Si bien NO se trata de pensar que todo sea una ficción o una mentira, como lo expresan las teorías conspirativas que vimos memeadas una y otra vez. La cuestión es que, si seguimos oponiendo radicalmente realidad a ficción, tenemos –según White- que dejar de lado los relatos que no pueden simplemente describirse, ni ser representados con un número de muertos. Esto ya lo tenía muy en claro Rodolfo Walsh. Porque tampoco se trata de “eligir tu propia aventura o tu propia historia”, hay para el filósofo norteamericano una base empírica ampliada que consiste en establecer el límite histórico en aquello que puede ser imaginado.
Un ejemplo de esta ampliación podría ser cualquier serie historiográfica de Netflix, que aun respetando como dato inmodificable fechas y lugares, incorpora tal cantidad de detalles para que los hechos “estallen ante los ojos de los espectadores”, que dan la impresión de ser inabarcables.
Asimismo, en este contexto, al haber una conciencia presente del carácter histórico de la pandemia y de su condición excepcional y azarosa, también da la impresión de cargar con un relato siempre inalcanzable. Sin embargo, se pueden divisar algunos conceptos que surgen de esta antigua dicotomía entre realidad y ficción. Uno de ellos es el concepto de irrealidad que se equipara hoy con la anormalidad o no normalidad, y otro es el de distanciamiento social que supone a los encuentros virtuales, por ejemplo, como una ficción.
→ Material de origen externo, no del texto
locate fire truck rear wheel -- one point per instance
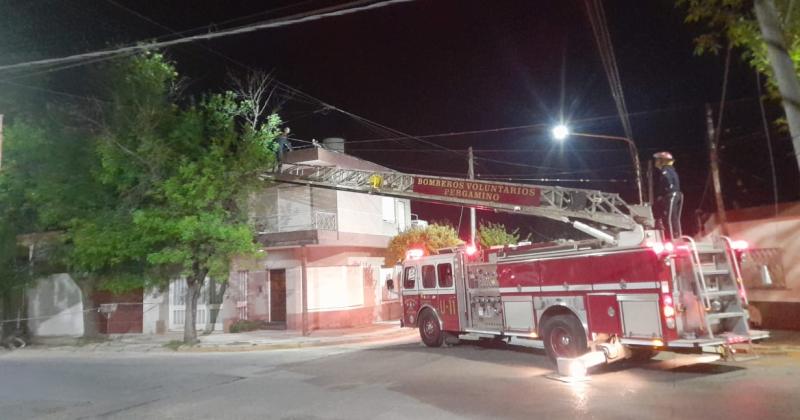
(564, 337)
(430, 330)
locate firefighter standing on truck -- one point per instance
(669, 199)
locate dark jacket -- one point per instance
(668, 182)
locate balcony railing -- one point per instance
(320, 220)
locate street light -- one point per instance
(561, 132)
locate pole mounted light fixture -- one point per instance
(561, 132)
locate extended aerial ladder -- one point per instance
(714, 277)
(615, 221)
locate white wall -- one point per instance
(55, 305)
(155, 307)
(338, 287)
(369, 214)
(774, 233)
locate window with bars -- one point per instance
(243, 277)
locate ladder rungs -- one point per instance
(709, 249)
(708, 271)
(723, 315)
(716, 293)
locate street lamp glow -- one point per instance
(560, 132)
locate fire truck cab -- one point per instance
(574, 297)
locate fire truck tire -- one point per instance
(642, 354)
(564, 337)
(430, 330)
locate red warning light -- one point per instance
(740, 245)
(414, 253)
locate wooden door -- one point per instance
(277, 295)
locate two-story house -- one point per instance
(335, 239)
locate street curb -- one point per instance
(223, 348)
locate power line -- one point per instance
(605, 47)
(302, 18)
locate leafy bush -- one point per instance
(244, 325)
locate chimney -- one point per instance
(335, 144)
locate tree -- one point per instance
(492, 234)
(768, 33)
(181, 176)
(430, 239)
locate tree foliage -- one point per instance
(491, 234)
(144, 184)
(733, 22)
(430, 239)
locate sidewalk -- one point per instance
(230, 342)
(780, 342)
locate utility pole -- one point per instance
(649, 183)
(782, 67)
(471, 209)
(714, 158)
(1, 141)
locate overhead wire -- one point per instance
(314, 15)
(597, 19)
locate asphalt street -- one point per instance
(397, 379)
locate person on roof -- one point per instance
(284, 146)
(668, 196)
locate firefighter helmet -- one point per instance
(664, 155)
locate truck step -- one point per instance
(717, 293)
(725, 315)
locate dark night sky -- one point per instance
(448, 66)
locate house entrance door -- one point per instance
(277, 296)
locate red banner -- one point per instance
(500, 193)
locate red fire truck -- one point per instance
(623, 292)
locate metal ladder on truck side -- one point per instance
(718, 283)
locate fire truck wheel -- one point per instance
(642, 354)
(564, 337)
(429, 329)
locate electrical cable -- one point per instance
(302, 18)
(769, 140)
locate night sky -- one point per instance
(442, 66)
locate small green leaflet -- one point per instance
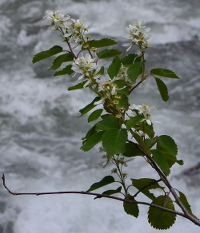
(108, 53)
(114, 141)
(77, 86)
(129, 59)
(158, 218)
(66, 70)
(108, 122)
(95, 115)
(161, 161)
(48, 53)
(131, 208)
(89, 107)
(131, 150)
(105, 181)
(168, 144)
(164, 73)
(134, 71)
(114, 67)
(110, 192)
(133, 121)
(162, 89)
(101, 43)
(123, 103)
(60, 59)
(145, 184)
(92, 141)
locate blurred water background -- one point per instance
(40, 135)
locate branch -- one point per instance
(92, 194)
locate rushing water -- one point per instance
(40, 135)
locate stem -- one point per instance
(92, 194)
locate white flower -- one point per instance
(57, 19)
(87, 67)
(146, 110)
(137, 34)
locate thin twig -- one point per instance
(89, 193)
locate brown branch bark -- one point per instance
(92, 194)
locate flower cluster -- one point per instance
(137, 34)
(146, 110)
(87, 67)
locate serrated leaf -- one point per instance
(89, 107)
(60, 59)
(168, 144)
(129, 59)
(131, 208)
(164, 73)
(92, 141)
(110, 192)
(77, 86)
(108, 53)
(47, 53)
(95, 115)
(64, 71)
(131, 150)
(108, 122)
(134, 71)
(146, 184)
(114, 67)
(140, 142)
(162, 89)
(114, 141)
(133, 121)
(158, 218)
(102, 43)
(161, 161)
(123, 103)
(105, 181)
(122, 87)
Estas maneras de concebir el acontecimiento todavía no están acabadas, pero constituyen lo que White denomina gestos imaginarios, que surgen de nuestra forma de compartir una experiencia transversal. Estos gestos imaginarios no son pasivos y en tanto gestos, son afectos. Es un modo de imaginar mediaciones, de anteponer otros hechos, de hacer asociaciones, de colocar filtros sobre filtros, de establecer relaciones.
Este concepto no fue desarrollado completamente por Hayden White, pero lo que podemos añadir sin tergiversar su idea, es que un gesto imaginario es una expresión limitada de convicciones, de valores, que no van más allá de lo imaginado por una época y por una determinada cultura.
Por eso, a pesar de lo improfetizable de la situación, vale la pena considerar otro nivel de crítica ante los relatos, teniendo en cuenta que aquello que nos narramos y cómo lo hacemos, constituye el límite de nuestra historia. Desde la dimensión combativa de realidad-ficción, se acusa a la realidad por ser una mentira, una construcción, y a la ficción por no representar los hechos reales.
En cambio, desde la dimensión que apunta a los gestos imaginarios, se pone en cuestión lo que implica aquella duda radical como gesto político que busca neutralizar acciones posibles con la estrategia de lo inabarcable, de la incertidumbre y finalmente del cansancio, la cual cobra eficacia por el tiempo transcurrido.
La filosofía no dejará de abrir paréntesis para introducir un signo de pregunta incómoda cuando todo está naturalizado y si es necesario, matar las condiciones de la narración. Pero también tiene el poder de los giros, de inventar gestos, que nos empujen a pensarnos protagonistas secretos de esta historia en sentido pragmático, donde los encuentros virtuales tienen efectos, hay articulaciones, hay aprendizaje, hay trabajo y en todo eso se ponen en juego ciertos valores éticos incluso a través de las omisiones.
El canal narrativo y comunicacional sigue vigente, no nos quedemos en el qué decir, ni dejemos de planear cómo vamos a encarar las consecuencias, por no usar el privilegio de la imaginación.